Agamennone, come in uno dei documenti di cui a questo libro, per placare i venti dei
dubbi, che inchiodano alla riva le navi della massima battaglia per l'affermazione dei
valori di cui il mondo antico sappia, è costretto a sacrificare Ifigenia alla verifica della
sua attendibilità.
Io che sono un uomo sul quale il giudizio è sospeso, ma non per dubbio d'attendibilità,
bensì per vana paura dei cambiamenti impliciti nella mia proposta culturale, dopo aver
subito il "sacrificio" dei miei figli all'affermazione delle mie concezioni, per garantire la
certezza della necessità che ciascuno apra il suo emozionale profondo a tutti gli altri,
ho dovuto infine spalancare il mio e quello della mia compagna a chiunque volesse conoscerlo
leggendo questo libro.
Non sfugga però che alla base dello sviluppo non c'è ciò che comunemente viene
definito "razionalità": un qualcosa che una volta accertati i torti e le ragioni di ciascuno
cristallizzerebbe la vita in un tedioso schema tecnico, ma c'è il gioco delle pulsioni
fondamentali, e cioè: volontà di sopravvivere, svilupparsi, riconoscere, essere riconosciuti,
raggiungere il massimo del risultato con il minimo dell'impegno.
Ne deriva che è deliberatamente falso, ed è rivolto ad attuare quel disimpegno che è il
cardine della cultura di massa, il "principio" secondo il quale la concezione di "onestà"
vigente, che discende da quella errata idea di razionalità, sia o sia mai stata un valore.
E' invece necessario ammettere finalmente che è un valore la "disonestà", perché essa è funzionale all'attuazione del piano esistenziale di ciascuno in base alle suddette
pulsioni, che governano addirittura la vita dell'universo.

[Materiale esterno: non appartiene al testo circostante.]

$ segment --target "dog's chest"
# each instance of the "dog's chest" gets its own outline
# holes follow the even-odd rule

Solo la contrapposta "disonestà" di ciascuno, ovvero l'interesse personale di ciascuno
a svilupparsi innanzitutto lui stesso, ha infatti la forza di rendere dinamici i meccanismi
che danno luogo allo sviluppo complessivo; e solo a posteriori, quando cioè questa "disonestà" crea l'esigenza di una regola, o di una nuova regola, come oggi, gli
individui si "accordano" e pervengono ad una morale che consenta a ciascuno di
raggiungere i suoi obiettivi passando attraverso il raggiungimento degli obiettivi degli
altri.
Una morale quindi destinata ad affermarsi solo nella misura in cui risulterà essere più
vantaggiosa della disonestà, e che verrà meno nel momento stesso in cui verrà meno il
controllo.
Un controllo che per quanto possa essere sottile, mediato, intelligente, rispettoso,
coerente, articolato, eccetera, sarà sempre eluso: quando la società è in crisi come
oggi, dagli uomini peggiori, attraverso la mera violazione; e quando la società sarà
finalmente più civile, dagli uomini migliori, attraverso le loro proposte innovative.

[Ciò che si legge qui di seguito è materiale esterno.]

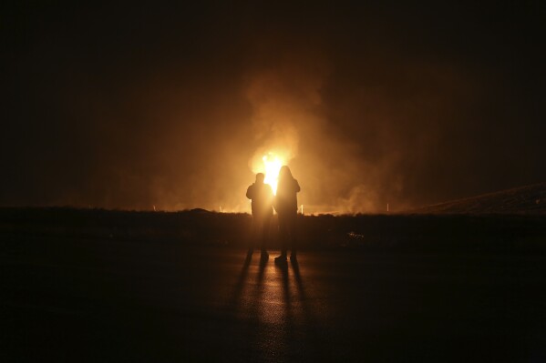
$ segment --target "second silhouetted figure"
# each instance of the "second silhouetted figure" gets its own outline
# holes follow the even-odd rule
[[[292,176],[288,166],[281,167],[279,184],[273,207],[279,216],[279,237],[281,238],[281,256],[275,258],[275,263],[286,263],[287,244],[290,242],[292,253],[290,259],[296,258],[296,217],[298,201],[296,194],[300,191],[298,181]]]
[[[256,174],[256,182],[246,190],[246,197],[252,199],[253,236],[252,245],[249,247],[248,257],[252,254],[252,247],[255,239],[260,239],[262,249],[262,261],[266,261],[269,255],[266,251],[266,244],[269,238],[269,225],[273,216],[273,191],[268,184],[263,183],[265,176],[262,173]]]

Una morale, in definitiva, nella quale le radici dello strategismo raggiungono una
profondità inenarrabile; per cui anche questa mia testimonianza non può che essere
l'espressione di un altro livello di strategismo molto più evoluto e complesso.

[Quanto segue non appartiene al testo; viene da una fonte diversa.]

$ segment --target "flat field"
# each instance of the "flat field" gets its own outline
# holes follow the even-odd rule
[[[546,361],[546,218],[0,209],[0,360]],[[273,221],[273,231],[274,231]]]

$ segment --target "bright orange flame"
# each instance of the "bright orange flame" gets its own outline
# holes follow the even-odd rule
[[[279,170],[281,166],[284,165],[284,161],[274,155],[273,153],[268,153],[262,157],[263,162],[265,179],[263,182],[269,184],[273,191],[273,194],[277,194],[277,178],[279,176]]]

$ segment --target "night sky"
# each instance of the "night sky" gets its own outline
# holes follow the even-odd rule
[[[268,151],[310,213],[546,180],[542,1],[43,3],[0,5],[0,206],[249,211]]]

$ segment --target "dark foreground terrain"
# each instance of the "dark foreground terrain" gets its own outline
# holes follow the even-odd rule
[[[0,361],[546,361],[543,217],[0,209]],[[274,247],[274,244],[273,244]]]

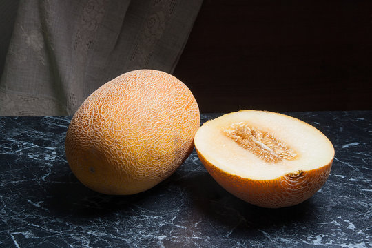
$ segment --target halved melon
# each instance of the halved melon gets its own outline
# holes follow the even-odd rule
[[[194,143],[217,183],[269,208],[311,197],[328,178],[335,154],[331,141],[314,127],[266,111],[241,110],[209,121]]]

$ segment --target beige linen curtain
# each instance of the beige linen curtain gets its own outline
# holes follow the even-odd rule
[[[203,0],[21,0],[0,115],[71,115],[130,70],[172,73]]]

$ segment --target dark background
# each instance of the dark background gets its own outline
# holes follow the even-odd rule
[[[18,2],[0,0],[0,74]],[[202,112],[372,110],[371,65],[371,0],[204,0],[174,74]]]
[[[202,112],[372,110],[372,1],[205,0],[174,76]]]

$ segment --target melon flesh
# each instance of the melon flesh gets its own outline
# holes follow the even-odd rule
[[[220,185],[266,207],[311,197],[328,178],[334,156],[331,141],[314,127],[265,111],[242,110],[209,121],[194,143]]]
[[[296,157],[273,163],[242,147],[223,132],[227,127],[240,123],[273,134],[295,151]],[[334,154],[331,142],[313,127],[287,116],[259,111],[240,111],[207,122],[196,133],[195,143],[214,165],[251,179],[273,179],[298,170],[316,169],[329,163]]]

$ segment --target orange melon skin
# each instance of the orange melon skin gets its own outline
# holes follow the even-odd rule
[[[96,192],[134,194],[163,181],[194,148],[198,104],[163,72],[127,72],[97,89],[76,111],[65,150],[76,178]]]
[[[316,169],[261,180],[229,174],[210,163],[197,149],[196,152],[209,174],[225,189],[249,203],[267,208],[293,206],[311,198],[326,182],[333,162]]]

Ciò che importa, comunque, è che alla fine il risultato sia l'aver contribuito al raggiungimento
di un nuovo livello di civiltà.
Un nuovo livello di civiltà nel quale, e questa è la vera proposta del libro, lo
strategismo cambi di qualità e divenga compatibile ad un maggiore livello di benessere,
di evoluzione, di libertà e di sviluppo.
Ciò giammai per "bontà", ma solo, sempre e semplicemente perché è indispensabile
che avvenga: il livello di strategismo/pazzia dell'uomo di oggi è tale che, nel vano
scontro su tutti i piani, tutte le forze stanno per spezzarsi, e tutte le mete, pur a portata
di mano, sono sempre più irraggiungibili per i sempre più tragicamente ridicoli lottatori,
che assurdamente si sono consumati al solo scopo di impedirsi l'un l'altro di raggiungerle.